Boschstraat (Maastricht)

straat in Maastricht, Nederland

De Boschstraat is een straat in het centrum van de Nederlandse stad Maastricht. De Boschstraat verbindt de Markt met de buurt Boschpoort en vormt tevens de scheiding tussen de centrumbuurten Statenkwartier en Boschstraatkwartier. Het is een gemengde woon- en winkelstraat, waaraan een groot aantal monumentale panden en enkele voormalige klooster- en fabriekscomplexen liggen.

Boschstraat
Beelden van de Boschstraat: gezicht vanaf de Markt met standbeeld Minckelers · gezicht naar de Markt (A. Schaepkens) · fabrieksarbeiders in de Boschstraat (A. Verhees) · gezicht naar het noorden
Beelden van de Boschstraat: gezicht vanaf de Markt met standbeeld Minckelers · gezicht naar de Markt (A. Schaepkens) · fabrieksarbeiders in de Boschstraat (A. Verhees) · gezicht naar het noorden
Geografische informatie
Locatie       Maastricht
Wijk Centrum (Statenkwartier, Boschstraatkwartier)
Begin Markt
Eind Bosscherweg
Lengte ca. 410 m
Breedte ca. 10-20 m
Algemene informatie
Genoemd naar 's-Hertogenbosch
Bestrating kasseien (straat); natuursteen tegels (stoepen)
Bebouwing 70 rijksmonumenten; woonhuizen, winkelpanden, hotels, fabriekspanden
Portaal  Portaalicoon   Maastricht

Ligging, verkeer en inrichting

bewerken

De straat ligt in het noordelijk deel van het Maastrichtse stadscentrum en vormt daar de grens tussen de buurten Statenkwartier en Boschstraatkwartier.[noot 1] De straat loopt min of meer van zuid naar noord tussen de Markt en de Bosscherweg. De Boschstraat heeft twaalf zijstraten: aan de westzijde zijn dat van zuid naar noord: de Sint Catharinastraat, de Breulingstraat, Achter de Barakken, de Sphinxcour en de Frontensingel. Aan de oostzijde liggen: de Maastrichter Pastoorstraat, de Hochterpoort, de Lakenweversstraat, de Sint Teunisstraat, de Maasboulevard, het Bassin en de Fransensingel.
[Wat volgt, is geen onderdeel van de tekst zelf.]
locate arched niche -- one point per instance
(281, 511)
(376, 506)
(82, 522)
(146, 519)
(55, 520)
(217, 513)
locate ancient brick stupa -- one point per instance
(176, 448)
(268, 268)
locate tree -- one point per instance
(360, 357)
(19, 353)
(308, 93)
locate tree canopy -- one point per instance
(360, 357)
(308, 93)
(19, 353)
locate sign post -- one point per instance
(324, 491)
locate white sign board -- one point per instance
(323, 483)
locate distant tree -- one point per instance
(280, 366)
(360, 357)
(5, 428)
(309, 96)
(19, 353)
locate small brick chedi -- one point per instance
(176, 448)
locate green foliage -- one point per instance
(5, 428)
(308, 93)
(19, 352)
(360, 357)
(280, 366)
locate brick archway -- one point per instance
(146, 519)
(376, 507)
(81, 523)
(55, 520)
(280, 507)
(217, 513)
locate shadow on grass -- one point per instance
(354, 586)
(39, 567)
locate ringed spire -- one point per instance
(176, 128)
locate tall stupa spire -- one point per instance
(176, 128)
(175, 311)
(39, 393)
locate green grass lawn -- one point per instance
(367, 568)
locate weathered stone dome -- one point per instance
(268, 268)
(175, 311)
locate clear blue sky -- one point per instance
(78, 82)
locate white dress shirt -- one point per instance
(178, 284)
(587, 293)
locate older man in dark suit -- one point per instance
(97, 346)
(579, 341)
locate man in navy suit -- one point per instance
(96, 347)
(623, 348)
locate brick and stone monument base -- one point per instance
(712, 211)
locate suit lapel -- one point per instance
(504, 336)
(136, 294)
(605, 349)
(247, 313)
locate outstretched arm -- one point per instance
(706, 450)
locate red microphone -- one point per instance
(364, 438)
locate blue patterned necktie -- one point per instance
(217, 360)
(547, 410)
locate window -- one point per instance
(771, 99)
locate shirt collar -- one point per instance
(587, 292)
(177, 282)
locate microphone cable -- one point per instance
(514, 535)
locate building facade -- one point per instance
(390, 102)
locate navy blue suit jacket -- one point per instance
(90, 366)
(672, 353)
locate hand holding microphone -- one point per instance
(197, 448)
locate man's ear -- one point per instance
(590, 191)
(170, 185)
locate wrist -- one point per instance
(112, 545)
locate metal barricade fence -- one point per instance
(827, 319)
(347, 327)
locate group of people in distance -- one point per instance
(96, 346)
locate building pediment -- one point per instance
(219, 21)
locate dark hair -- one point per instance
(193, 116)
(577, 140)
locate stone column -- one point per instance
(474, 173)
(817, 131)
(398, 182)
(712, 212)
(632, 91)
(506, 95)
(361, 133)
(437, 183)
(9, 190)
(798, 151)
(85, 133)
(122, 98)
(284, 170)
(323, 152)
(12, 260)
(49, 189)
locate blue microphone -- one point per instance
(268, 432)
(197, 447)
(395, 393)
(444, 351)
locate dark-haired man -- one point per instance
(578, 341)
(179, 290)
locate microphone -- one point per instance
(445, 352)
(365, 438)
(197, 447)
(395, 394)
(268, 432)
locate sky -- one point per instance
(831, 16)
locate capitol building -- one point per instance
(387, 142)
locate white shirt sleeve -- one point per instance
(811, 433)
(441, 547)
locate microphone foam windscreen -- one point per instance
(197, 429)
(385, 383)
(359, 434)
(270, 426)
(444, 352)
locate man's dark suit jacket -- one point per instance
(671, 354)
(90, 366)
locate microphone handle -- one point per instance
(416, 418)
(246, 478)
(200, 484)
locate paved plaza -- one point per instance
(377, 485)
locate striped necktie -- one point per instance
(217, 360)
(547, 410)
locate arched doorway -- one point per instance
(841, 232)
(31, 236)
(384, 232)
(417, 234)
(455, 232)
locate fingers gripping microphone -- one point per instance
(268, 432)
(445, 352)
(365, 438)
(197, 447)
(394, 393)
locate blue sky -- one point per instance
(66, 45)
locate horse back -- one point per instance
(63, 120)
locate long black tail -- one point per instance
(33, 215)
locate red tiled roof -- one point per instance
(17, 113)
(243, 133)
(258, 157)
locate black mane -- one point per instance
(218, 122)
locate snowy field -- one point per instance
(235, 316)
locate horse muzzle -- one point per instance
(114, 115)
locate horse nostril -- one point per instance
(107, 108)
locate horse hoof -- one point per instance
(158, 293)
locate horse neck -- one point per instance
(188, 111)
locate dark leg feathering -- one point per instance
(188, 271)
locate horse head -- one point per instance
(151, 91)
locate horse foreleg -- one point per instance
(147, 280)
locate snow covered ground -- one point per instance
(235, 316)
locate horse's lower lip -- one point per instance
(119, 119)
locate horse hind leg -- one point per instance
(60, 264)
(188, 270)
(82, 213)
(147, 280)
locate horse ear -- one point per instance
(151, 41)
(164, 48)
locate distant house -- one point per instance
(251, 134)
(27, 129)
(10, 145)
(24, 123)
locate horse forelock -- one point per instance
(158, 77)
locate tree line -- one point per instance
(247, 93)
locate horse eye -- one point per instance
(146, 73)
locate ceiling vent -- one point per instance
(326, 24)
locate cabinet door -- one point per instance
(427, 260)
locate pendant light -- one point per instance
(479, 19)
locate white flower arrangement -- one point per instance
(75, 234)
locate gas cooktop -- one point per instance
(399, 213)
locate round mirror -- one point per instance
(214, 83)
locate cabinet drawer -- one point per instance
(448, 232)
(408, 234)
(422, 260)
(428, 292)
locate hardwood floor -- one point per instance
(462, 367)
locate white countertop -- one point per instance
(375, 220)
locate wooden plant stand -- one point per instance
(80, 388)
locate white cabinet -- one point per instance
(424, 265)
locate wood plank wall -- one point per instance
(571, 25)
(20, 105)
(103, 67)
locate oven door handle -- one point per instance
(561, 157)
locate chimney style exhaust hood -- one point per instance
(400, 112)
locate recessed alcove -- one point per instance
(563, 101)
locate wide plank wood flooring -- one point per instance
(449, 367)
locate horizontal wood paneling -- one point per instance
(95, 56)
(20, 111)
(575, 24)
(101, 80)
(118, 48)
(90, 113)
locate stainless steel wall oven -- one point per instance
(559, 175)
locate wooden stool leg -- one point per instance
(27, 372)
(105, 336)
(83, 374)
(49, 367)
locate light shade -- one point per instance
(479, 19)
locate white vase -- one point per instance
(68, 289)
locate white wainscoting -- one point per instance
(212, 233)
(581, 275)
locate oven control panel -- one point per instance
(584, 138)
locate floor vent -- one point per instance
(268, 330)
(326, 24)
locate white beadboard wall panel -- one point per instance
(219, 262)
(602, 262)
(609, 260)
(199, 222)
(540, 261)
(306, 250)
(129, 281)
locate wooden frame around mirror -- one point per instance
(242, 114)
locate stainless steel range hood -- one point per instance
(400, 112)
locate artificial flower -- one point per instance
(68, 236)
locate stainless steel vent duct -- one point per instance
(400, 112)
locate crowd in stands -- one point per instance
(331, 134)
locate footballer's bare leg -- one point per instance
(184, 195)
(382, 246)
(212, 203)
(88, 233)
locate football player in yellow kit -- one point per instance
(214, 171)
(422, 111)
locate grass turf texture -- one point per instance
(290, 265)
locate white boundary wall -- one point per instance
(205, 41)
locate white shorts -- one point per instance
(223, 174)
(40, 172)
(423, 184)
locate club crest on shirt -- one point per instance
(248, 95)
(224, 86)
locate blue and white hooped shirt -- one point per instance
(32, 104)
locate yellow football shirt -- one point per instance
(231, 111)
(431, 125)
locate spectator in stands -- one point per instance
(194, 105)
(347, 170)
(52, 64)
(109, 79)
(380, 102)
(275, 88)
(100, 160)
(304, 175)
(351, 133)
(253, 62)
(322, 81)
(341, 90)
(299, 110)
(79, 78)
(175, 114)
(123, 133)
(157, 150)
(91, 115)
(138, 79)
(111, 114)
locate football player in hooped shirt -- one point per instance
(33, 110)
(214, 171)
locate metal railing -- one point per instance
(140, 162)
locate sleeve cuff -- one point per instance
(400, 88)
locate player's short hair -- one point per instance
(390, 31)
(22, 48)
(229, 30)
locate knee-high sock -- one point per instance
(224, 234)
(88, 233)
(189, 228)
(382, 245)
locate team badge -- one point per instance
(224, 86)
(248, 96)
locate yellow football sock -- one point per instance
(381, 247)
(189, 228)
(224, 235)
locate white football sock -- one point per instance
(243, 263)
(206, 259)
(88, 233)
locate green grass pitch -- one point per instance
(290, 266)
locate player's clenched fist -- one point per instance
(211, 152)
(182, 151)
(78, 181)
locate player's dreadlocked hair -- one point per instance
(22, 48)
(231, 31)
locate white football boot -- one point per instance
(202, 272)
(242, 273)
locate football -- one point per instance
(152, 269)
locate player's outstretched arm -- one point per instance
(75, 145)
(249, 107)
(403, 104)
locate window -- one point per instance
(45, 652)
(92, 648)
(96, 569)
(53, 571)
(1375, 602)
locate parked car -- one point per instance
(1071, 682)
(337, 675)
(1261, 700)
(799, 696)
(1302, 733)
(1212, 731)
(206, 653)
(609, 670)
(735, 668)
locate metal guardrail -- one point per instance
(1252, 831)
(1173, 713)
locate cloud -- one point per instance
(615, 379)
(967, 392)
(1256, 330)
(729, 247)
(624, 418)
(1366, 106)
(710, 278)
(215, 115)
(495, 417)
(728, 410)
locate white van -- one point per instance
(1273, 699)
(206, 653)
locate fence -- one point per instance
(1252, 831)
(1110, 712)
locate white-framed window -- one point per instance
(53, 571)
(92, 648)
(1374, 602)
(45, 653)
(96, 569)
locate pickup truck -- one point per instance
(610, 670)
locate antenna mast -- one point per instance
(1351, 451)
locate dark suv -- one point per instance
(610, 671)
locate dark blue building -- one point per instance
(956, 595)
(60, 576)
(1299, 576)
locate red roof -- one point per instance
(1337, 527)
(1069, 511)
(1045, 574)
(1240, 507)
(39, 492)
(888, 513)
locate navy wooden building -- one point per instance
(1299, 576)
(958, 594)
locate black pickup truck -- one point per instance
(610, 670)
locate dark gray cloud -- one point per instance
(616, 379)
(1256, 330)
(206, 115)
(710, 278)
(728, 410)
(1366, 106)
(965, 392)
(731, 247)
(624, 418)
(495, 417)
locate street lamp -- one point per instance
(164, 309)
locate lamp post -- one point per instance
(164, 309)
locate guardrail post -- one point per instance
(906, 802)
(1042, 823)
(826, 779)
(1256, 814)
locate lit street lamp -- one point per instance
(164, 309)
De Boschstraat is vanouds een van de hoofdstraten in het centrum van Maastricht en vervult ook nu nog een belangrijke verkeersfunctie. Het zuidelijk deel van de straat, van de Markt tot aan de kruising met Achter de Barakken / Lakenweversstraat, is verkeersluw ingericht. Op aangegeven parkeervakken is hier (betaald) parkeren mogelijk. Het noordelijk deel, met name het weggedeelte tussen de Maasboulevard en de Bosscherweg, verwerkt veel verkeer. Hier zijn geen parkeervakken. Aan beide zijden van de weg bevinden zich vrijliggende fietspaden.

Vanaf de Breulingstraat wordt de Boschstraat naar het zuiden toe geleidelijk breder. Bij de Markt is de straat ruim twintig meter breed en heeft daardoor, mede door de inrichting, een pleinachtig karakter. Het plaveisel bestaat uit natuurstenen tegels en kasseien, identiek aan dat van de Markt. Hier staan ook de meeste bomen. Aan de oostzijde bevinden zich ruime caféterrassen. Op woensdag en vrijdag staat hier de vismarkt; op zondag een antiek- en rommelmarkt.

Geschiedenis

bewerken

De naam Boschstraat verwijst naar de Boschpoort, de middeleeuwse stadspoort aan de noordelijke uitvalsweg naar 's-Hertogenbosch. De in 1870 afgebroken Boschpoort was onderdeel van de tweede middeleeuwse stadsmuur van Maastricht uit de 14e eeuw. Aan het begin van de Boschstraat, op de Houtmarkt, stond tot halverwege de 17e eeuw de Gevangen- of Hochterpoort, een overblijfsel van de eerste stadsmuur.[2]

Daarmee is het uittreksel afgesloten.